Earnings growth increased across the private and public sector by 4.3% in the three months to May excluding bonuses, the ONS said, but that left pay down by record 3.7%
British workers’ living standards dropped in May at a record rate after pay rises failed to keep pace with inflation.
Earnings growth increased across the private and public sector by 4.3% in the three months to May excluding bonuses, the Office for National Statistics said, but that left pay down by 3.7% – a record fall.
Labour blamed the Conservative government for the fall in real wages, saying it ‘left people more exposed to inflation and the cost of living crisis’.
The TUC general secretary, Frances O’Grady, said candidates in the Conservative party leadership election should be mindful that ‘UK workers are suffering the worst pay squeeze in modern history’.
She added: The priority for the country must be to get wages rising across the economy – not tax cuts.
Public sector workers fared much worse than those in the private sector, where pay growth was nearly five times faster. Average pay growth including bonuses for the private sector was 7.2% in the three months from March to May, while for the public sector it was 1.5%, leaving an average of 6.2%.
The government is expected to announce pay awards for 2.5 million public sector workers on Tuesday, with reports that it will offer average pay rises of 5%. That would be well below the 9.1% rate in inflation, which is heading above 11% in the autumn according to the Bank of England.
Strong bonus payments in some sectors gave a boost to the figures, the ONS said, with pay in the financial and professional services and construction sectors growing by 8.2% and 8.1%, respectively.
The ONS said the 4.3% increase in pay without bonuses marked a 2.8% fall in earnings against its preferred measure of inflation – the consumer prices index including housing (CPIH). Against the standard CPI measure of inflation used by the Treasury and Bank of England, the drop in real pay over the three months to May was 3.7%, the TUC said.
There was better news from figures showing the number of people in employment jumped in May. More than 290,000 workers joined the labour market, about 120,000 more than forecast by City analysts. Meanwhile, unemployment remained steady at 3.8% and employers pushed up the level of vacancies to a fresh high.
But employers failed to attract many of the workers who quit the labour market during the pandemic to leave the employment rate of 75.9% below pre-pandemic levels.
Business groups complained that firms struggled to recruit staff, causing delays to orders and a loss of income.
Jane Gratton, a senior official at the British Chamber of Commerce, said: The labour market remains incredibly tight, in many cases affecting firms’ ability to maintain normal operations. Although these figures show the employment rate has risen, it is having no noticeable impact on the overall number of job vacancies.

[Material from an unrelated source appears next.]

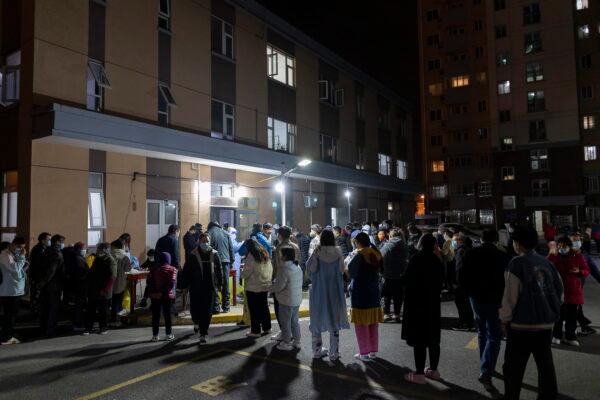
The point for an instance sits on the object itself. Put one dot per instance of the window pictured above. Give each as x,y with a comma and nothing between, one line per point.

She added that an acute shortage of workers was ‘choking off any hope of a recovery for many firms; as inflation, supply chain disruption and energy costs also add to their headaches’.

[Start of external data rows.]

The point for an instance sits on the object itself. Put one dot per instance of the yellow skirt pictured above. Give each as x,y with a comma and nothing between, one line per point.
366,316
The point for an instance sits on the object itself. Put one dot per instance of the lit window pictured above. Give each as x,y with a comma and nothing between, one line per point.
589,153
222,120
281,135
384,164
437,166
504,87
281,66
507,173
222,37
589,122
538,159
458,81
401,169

Matthew Percival, a spokesperson for the CBI, said: Persistent labour and skills shortages are hitting growth and business investment, exacerbating the cost-of-living crisis. Boosting business confidence to accelerate growth should be front of mind for the current and next government.
Bank of England officials are expected to raise interest rates when they meet next month despite warnings of an impending recession and pay increases falling short of inflation.
Analysts said the Bank’s monetary policy committee (MPC) would focus on the tightness of the labour market after a much larger than expected increase in employment and how this could translate into higher pay rises as the year progresses.
Many of the MPC’s nine members fear that without higher interest rates to slow the economy, workers will drive wages towards the current 9.1% level of inflation, adding to business costs and pushing prices higher next year.